According to a new report from the RIAA, vinyl sales grew 32 percent to $416 million in 2015 -- their highest since 1988. In comparison, revenue from advertising on free-tier streaming services like Spotify and YouTube only grew 31 percent to $385 million.

It’s important to note, of course, that vinyl sales still only make up a fraction of the music industry, which as a whole grew 0.9% to roughly $7 billion in 2015. What’s more, vinyl’s 32-percent growth doesn’t account for how much of that money actually went to labels and artists. And on the flipside, the 31-percent increase in streaming doesn’t include online radio streaming services like Pandora or paid streaming subscriptions on Spotify, Apple Music, Tidal and the like. Streaming as a whole grew 29 percent to $2.4 billion last year.

While the 32 percent growth in vinyl is certainly favorable for the physical format, RIAA CEO and chairman Cary Sherman noted the figures are -- as one might suspect -- not necessarily great news for artists.
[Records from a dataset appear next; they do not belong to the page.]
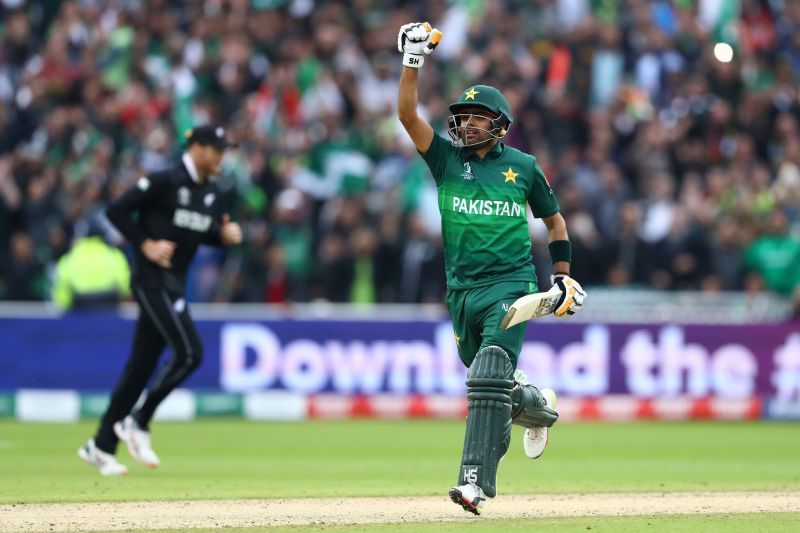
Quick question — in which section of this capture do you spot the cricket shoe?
[78,439,128,476]
[114,416,160,468]
[522,389,556,459]
[449,483,486,515]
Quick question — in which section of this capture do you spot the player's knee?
[467,346,514,404]
[187,342,203,370]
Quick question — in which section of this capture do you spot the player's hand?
[553,274,586,317]
[140,239,175,268]
[397,22,442,68]
[220,213,242,246]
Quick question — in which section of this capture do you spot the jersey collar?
[181,152,202,185]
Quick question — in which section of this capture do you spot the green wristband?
[547,241,572,263]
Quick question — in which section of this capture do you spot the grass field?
[0,420,800,531]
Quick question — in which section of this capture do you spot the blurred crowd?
[0,0,800,303]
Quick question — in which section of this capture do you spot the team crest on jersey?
[461,162,475,181]
[178,187,192,205]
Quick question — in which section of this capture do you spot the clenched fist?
[397,22,442,68]
[553,274,586,317]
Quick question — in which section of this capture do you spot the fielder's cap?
[185,125,236,150]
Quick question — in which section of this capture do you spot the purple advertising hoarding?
[0,315,800,400]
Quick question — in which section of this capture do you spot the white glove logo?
[553,275,586,317]
[397,22,442,68]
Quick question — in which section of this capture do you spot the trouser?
[447,281,536,498]
[95,287,203,453]
[447,281,537,368]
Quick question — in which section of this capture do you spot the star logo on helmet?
[502,167,519,183]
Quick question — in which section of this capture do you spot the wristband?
[403,52,425,68]
[547,240,572,263]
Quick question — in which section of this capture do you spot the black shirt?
[106,155,221,293]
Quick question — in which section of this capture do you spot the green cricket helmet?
[447,85,514,148]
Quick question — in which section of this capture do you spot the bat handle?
[424,28,442,54]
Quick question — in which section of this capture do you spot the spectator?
[0,0,800,302]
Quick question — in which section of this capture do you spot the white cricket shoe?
[78,439,128,476]
[449,483,486,515]
[114,416,160,468]
[522,389,556,459]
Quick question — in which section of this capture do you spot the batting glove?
[551,274,586,317]
[397,22,442,68]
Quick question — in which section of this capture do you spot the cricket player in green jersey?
[397,22,586,514]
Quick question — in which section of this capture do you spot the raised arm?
[397,22,442,154]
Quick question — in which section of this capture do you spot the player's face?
[456,107,496,146]
[205,145,225,174]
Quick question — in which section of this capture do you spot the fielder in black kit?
[78,126,242,476]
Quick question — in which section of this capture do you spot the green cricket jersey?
[422,134,559,289]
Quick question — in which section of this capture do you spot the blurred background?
[0,0,800,424]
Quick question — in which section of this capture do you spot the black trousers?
[94,287,203,453]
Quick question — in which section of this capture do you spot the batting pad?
[457,346,514,498]
[511,383,558,428]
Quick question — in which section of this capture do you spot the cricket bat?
[500,285,561,329]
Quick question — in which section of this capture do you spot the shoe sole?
[78,446,128,477]
[522,428,550,459]
[449,489,481,516]
[526,389,558,459]
[114,422,158,468]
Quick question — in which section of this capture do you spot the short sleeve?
[420,133,459,185]
[528,159,561,218]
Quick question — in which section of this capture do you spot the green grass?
[0,420,800,502]
[220,513,800,533]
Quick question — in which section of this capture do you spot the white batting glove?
[397,22,442,68]
[551,274,586,317]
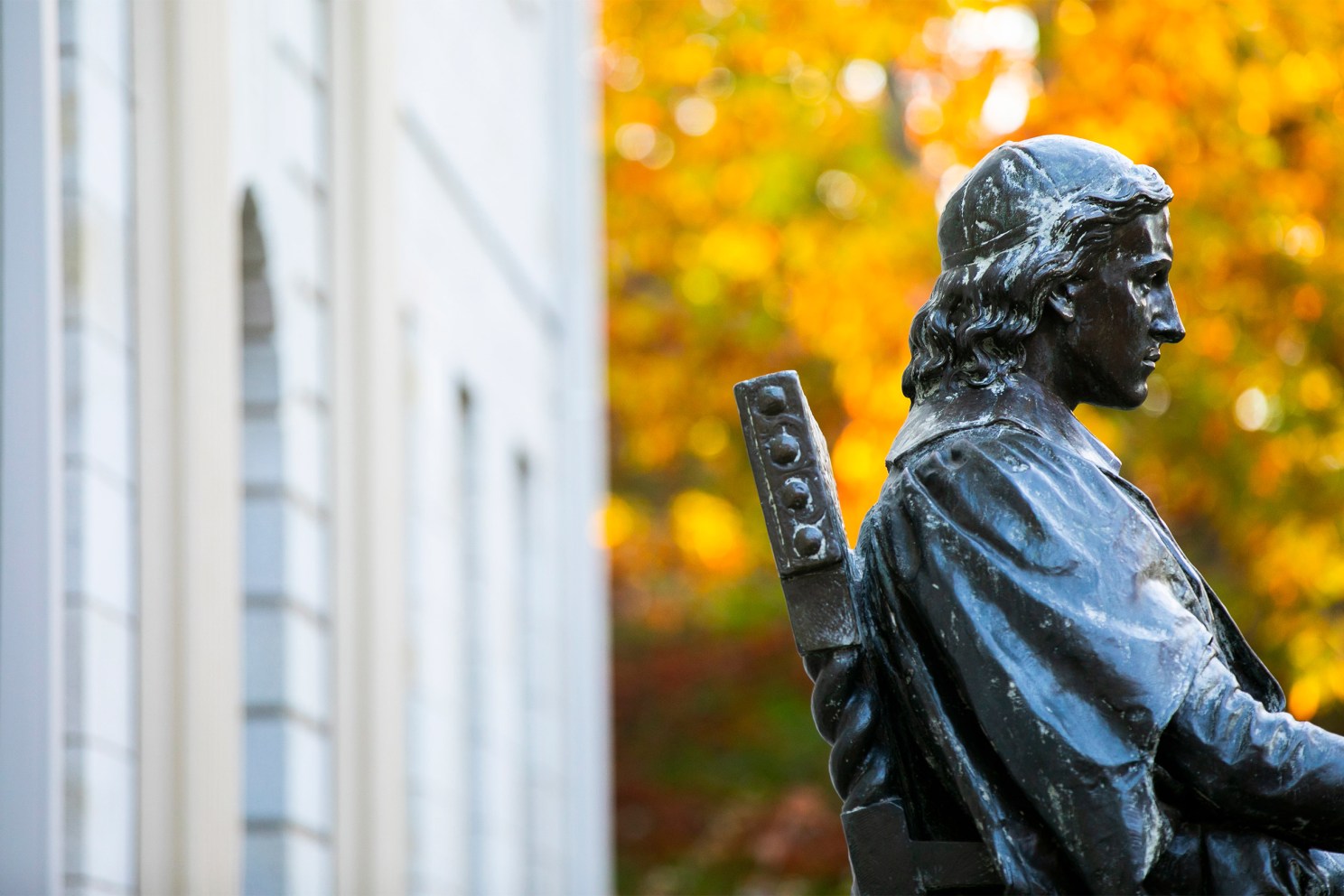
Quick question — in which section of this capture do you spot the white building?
[0,0,611,895]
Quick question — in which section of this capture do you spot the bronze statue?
[739,135,1344,893]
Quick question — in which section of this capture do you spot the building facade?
[0,0,611,895]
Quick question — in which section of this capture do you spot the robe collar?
[887,373,1120,475]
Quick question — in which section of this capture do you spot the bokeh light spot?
[672,97,718,137]
[836,59,887,106]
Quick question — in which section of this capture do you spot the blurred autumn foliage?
[601,0,1344,892]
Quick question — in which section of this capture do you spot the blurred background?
[601,0,1344,893]
[0,0,1344,896]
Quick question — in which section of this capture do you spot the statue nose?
[1148,290,1185,342]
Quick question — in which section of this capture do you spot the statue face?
[1060,209,1185,408]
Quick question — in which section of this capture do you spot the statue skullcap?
[938,135,1171,270]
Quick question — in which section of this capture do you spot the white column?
[331,3,407,895]
[59,0,140,896]
[136,0,243,893]
[0,0,64,893]
[553,3,613,893]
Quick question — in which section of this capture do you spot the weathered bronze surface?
[736,135,1344,893]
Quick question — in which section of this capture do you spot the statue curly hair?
[901,135,1172,402]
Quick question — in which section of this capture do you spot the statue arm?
[1157,657,1344,852]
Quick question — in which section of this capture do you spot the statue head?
[903,135,1179,406]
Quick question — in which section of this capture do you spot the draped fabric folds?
[856,378,1344,893]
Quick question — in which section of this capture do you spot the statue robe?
[854,376,1344,893]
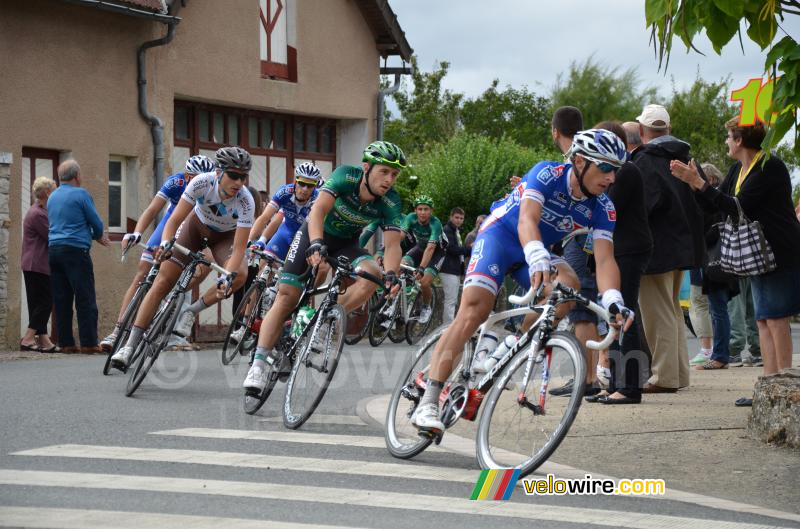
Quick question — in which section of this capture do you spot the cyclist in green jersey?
[403,195,445,324]
[243,141,406,392]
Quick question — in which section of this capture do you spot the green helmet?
[361,141,406,169]
[414,195,433,209]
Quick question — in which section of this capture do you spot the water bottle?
[483,334,517,373]
[472,331,500,373]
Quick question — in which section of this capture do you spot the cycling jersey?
[269,184,319,231]
[403,213,442,247]
[464,162,616,294]
[322,165,403,239]
[182,172,255,231]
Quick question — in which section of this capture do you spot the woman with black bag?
[670,118,800,405]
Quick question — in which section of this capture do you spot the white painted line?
[150,428,386,448]
[259,414,366,426]
[11,444,479,483]
[363,394,800,522]
[0,507,360,529]
[0,470,788,529]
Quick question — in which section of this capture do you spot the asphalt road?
[0,345,800,529]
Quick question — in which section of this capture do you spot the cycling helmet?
[186,154,215,174]
[414,195,433,209]
[215,147,253,173]
[294,162,320,184]
[567,129,628,167]
[361,141,406,169]
[566,129,628,198]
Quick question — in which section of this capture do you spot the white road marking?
[0,470,788,529]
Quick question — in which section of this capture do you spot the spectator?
[633,105,705,393]
[693,163,739,371]
[464,215,486,251]
[19,176,56,353]
[439,208,469,323]
[47,160,110,353]
[670,118,800,406]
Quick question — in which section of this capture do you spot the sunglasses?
[225,171,247,181]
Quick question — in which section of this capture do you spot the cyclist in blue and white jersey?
[411,129,631,432]
[250,162,320,260]
[100,154,214,351]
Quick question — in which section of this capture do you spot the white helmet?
[294,162,320,184]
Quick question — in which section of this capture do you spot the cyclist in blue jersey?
[100,154,214,351]
[250,162,320,261]
[411,129,632,432]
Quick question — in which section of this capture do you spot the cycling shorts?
[279,222,372,289]
[403,244,445,277]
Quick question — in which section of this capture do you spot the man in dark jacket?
[439,208,469,323]
[633,105,705,393]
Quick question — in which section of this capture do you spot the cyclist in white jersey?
[111,147,255,367]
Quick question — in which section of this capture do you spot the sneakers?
[417,305,433,325]
[100,332,117,351]
[172,310,195,338]
[411,403,444,432]
[689,350,712,366]
[242,365,268,393]
[111,345,133,368]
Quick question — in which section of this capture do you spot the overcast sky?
[389,0,800,110]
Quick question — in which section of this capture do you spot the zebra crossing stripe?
[0,507,360,529]
[0,469,788,529]
[11,444,478,483]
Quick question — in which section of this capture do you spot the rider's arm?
[161,198,194,242]
[383,230,403,273]
[308,193,332,241]
[249,202,278,241]
[133,195,167,233]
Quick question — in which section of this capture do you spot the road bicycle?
[222,248,283,365]
[244,256,383,422]
[385,282,615,476]
[369,263,436,347]
[125,239,236,397]
[103,243,161,375]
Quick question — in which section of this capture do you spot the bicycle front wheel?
[476,331,586,476]
[125,297,178,397]
[222,281,265,366]
[283,305,347,430]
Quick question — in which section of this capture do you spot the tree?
[414,133,559,231]
[667,75,737,168]
[461,79,551,147]
[645,0,800,151]
[384,57,464,155]
[550,56,660,127]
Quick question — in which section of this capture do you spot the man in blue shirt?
[47,160,110,353]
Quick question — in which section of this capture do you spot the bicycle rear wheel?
[222,281,265,366]
[406,288,436,345]
[369,294,400,347]
[384,326,450,459]
[125,296,180,397]
[283,305,347,430]
[103,284,150,375]
[476,331,586,476]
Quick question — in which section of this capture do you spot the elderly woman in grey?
[19,176,56,353]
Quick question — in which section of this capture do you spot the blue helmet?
[186,154,215,174]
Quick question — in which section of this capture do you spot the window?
[108,156,127,232]
[259,0,297,82]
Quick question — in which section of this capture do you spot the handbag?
[719,197,777,276]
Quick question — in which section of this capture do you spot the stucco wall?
[0,0,379,344]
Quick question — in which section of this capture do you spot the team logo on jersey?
[556,216,575,232]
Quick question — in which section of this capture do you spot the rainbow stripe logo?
[469,468,520,500]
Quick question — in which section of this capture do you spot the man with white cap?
[633,105,705,393]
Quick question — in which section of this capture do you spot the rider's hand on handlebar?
[306,239,328,266]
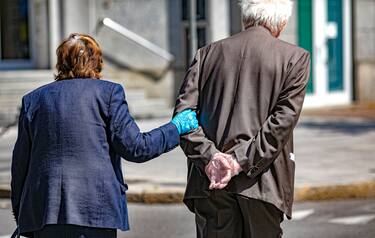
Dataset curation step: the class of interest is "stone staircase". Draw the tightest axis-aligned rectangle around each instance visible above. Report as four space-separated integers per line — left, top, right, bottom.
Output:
0 70 172 128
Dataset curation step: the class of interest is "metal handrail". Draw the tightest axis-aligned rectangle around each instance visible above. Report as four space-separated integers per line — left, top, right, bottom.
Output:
96 17 174 62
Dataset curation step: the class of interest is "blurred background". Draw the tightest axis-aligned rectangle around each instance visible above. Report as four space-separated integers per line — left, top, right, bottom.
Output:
0 0 375 237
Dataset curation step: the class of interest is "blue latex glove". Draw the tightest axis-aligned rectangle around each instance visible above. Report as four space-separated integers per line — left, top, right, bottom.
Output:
172 109 199 135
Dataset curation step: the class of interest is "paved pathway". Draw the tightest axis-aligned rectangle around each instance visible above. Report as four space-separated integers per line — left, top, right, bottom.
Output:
0 199 375 238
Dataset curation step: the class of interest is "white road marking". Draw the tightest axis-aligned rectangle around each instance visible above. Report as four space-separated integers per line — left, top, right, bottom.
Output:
329 215 375 225
292 209 315 221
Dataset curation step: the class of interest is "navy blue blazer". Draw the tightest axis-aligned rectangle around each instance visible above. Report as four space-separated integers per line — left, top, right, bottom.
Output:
11 79 179 235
He called the report’s findings “proof that some fundamental market distortions are at play.”

“This is why we, and so many of our music community brethren, feel that some technology giants have been enriching themselves at the expense of the people who actually create the music,” Sherman said.

In response, YouTube argued the diversity of its content and the recent launch of its music-streaming app made it impossible to compare it to other services. “Past comparisons to other audio-only, subscription music services are apples and oranges,” a representative told the Verge.